Cina e semiconduttori, i progetti comuni sui lanci spaziali, ovviamente il fronte ucraino, un allineamento che appare sincero, forte, sul prossimo Consiglio europeo, sulla prima battaglia di Meloni nella Ue, la difesa dei confini esterni. Il presidente Emmanuel Macron ha apprezzato il ruolo di apripista e di catalizzatore degli interessi di Bruxelles svolto dalla presidente Giorgia Meloni in Tunisia. E gliene ha dato atto.
Ma in un’ora e 40 di colloquio riservato, a tu per tu, nel salotto adiacente lo studio del presidente francese, al secondo piano del Palazzo dell’Eliseo, la convergenza fra i due leader spazia su tanti fronti e fa leva anche sulla debolezza delle relazioni che oggi segnano il tradizionale asse fra Parigi e Berlino.
Nel corso della visita il protocollo viene in qualche modo stravolto: dovevano vedersi in bilaterale, senza staff, solo 45 minuti. Gli altri momenti della visita erano dedicati ad un confronto istituzionale allargato alle delegazioni. Alla fine diplomatici e sherpa ricevono un briefing da parte dei due presidenti di poco più di dieci minuti. Lo apre Giorgia Meloni, che rompe il ghiaccio e la curiosità, anche dei propri collaboratori, con una battuta e un sorriso: «Vi annunciamo che siamo d’accordo su tutto, la stampa non sarà contenta».
Se doveva essere un restart, un nuovo inizio, in apparenza ci sono state le condizioni. Lo sottolinea la premier, ma ne sono prova anche i punti che i due hanno toccato in privato e che hanno in testa il dossier immigrazione: anche il presidente francese è convinto che l’unico approccio efficace, come sostiene la premier italiana, è avere rapporti diretti, e coltivare iniziative concrete, con i Paesi africani di transito o di partenza dei grandi flussi. La Tunisia è un caso simbolo, e si vedrà nei prossimi giorni se gli sforzi di Roma e Bruxelles avranno successo, ma il metodo viene condiviso e rilanciato da Macron.
La difesa dei confini esterni alla Ue, terrestri come marittimi, è un priorità anche per Parigi e l’intesa è quella di arrivare ad una posizione comune al prossimo vertice della Ue, a fine mese.

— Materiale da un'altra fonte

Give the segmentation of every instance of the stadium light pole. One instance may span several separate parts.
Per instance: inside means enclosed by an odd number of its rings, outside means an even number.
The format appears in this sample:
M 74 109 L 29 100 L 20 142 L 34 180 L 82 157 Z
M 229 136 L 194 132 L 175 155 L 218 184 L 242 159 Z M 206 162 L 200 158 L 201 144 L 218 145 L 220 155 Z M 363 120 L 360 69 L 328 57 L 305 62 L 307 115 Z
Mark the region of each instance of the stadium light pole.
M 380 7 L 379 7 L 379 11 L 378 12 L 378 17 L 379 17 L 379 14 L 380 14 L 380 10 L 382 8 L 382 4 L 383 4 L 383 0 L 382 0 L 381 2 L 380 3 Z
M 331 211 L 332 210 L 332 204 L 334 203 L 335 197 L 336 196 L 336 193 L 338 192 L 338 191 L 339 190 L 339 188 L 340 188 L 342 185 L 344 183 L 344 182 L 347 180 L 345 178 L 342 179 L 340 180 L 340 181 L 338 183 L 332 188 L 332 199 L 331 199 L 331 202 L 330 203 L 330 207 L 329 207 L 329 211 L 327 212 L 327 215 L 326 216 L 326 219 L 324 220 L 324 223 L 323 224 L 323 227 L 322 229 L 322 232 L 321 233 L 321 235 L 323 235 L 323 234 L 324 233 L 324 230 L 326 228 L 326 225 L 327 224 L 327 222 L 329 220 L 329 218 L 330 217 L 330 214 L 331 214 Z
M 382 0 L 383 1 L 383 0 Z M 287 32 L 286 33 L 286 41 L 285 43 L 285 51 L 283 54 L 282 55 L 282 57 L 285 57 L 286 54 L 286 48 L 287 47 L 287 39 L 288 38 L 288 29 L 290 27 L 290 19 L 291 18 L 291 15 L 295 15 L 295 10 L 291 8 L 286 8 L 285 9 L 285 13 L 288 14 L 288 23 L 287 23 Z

Ma nei colloqui entrano argomenti anche molto tecnici, giudicati strategici da entrambi gli Stati: i progetti Vega e Maya, sul lancio congiunto di satelliti con energie rinnovabili, riceve un nuovo impulso durante la visita. E la stessa cosa si può dire del dossier che riguarda la creazione del Fondo europeo per gli investimenti, che la Germania non guarda di buon occhio. Un progetto che in queste ore sta subendo da parte della Commissione una riscrittura, ma che Parigi e Roma sostengono in modo allineato, puntando al massimo delle potenzialità finanziarie, anche per sostenere l’autonomia strategica dell’Unione e ripristinare in modo quanto più efficace possibile le catene di approvvigionamento delle rispettive industrie.
Sono i numeri che entrambi sottolineano, delle rispettive bilance commerciali, che in fondo raccontano un percorso obbligato. Al di là degli screzi o delle divergenze politiche dei singoli partiti che rappresentano — che pure Macron accenna, nel corso delle dichiarazioni alla stampa, per derubricarle a fatti secondari — Francia e Italia restano saldamente il secondo partner l’uno dell’altro, sia per le importazioni sia per le esportazioni.
È la storia di un connubio difficilmente scalfibile dagli stessi leader che guidano i rispettivi Stati, un connubio che fa leva anche sui legami culturali, sottolineano entrambi, mentre al Louvre è stata appena inaugurata la mostra sul museo di Capodimonte, a Napoli, visitata una settimana fa dal nostro Capo dello Stato, Sergio Mattarella. La prima volta che un Museo, e prestigioso come quello francese, ospita, letteralmente, un altro museo e i suoi principali capolavori, le sue collezioni.
Alla fine della visita di Giorgia Meloni, mentre in suo onore la nostra ambasciata ospita un ricevimento, è uno dei principali collaboratori del presidente francese ad ammettere che «al momento ci sono molte più convergenze fra Francia e Italia che fra Parigi e Berlino». E non è una considerazione che riguarda la figura dei rispettivi leader, ma che fotografa lo stato dell’arte dei dossier in cima alla lista dei due Stati.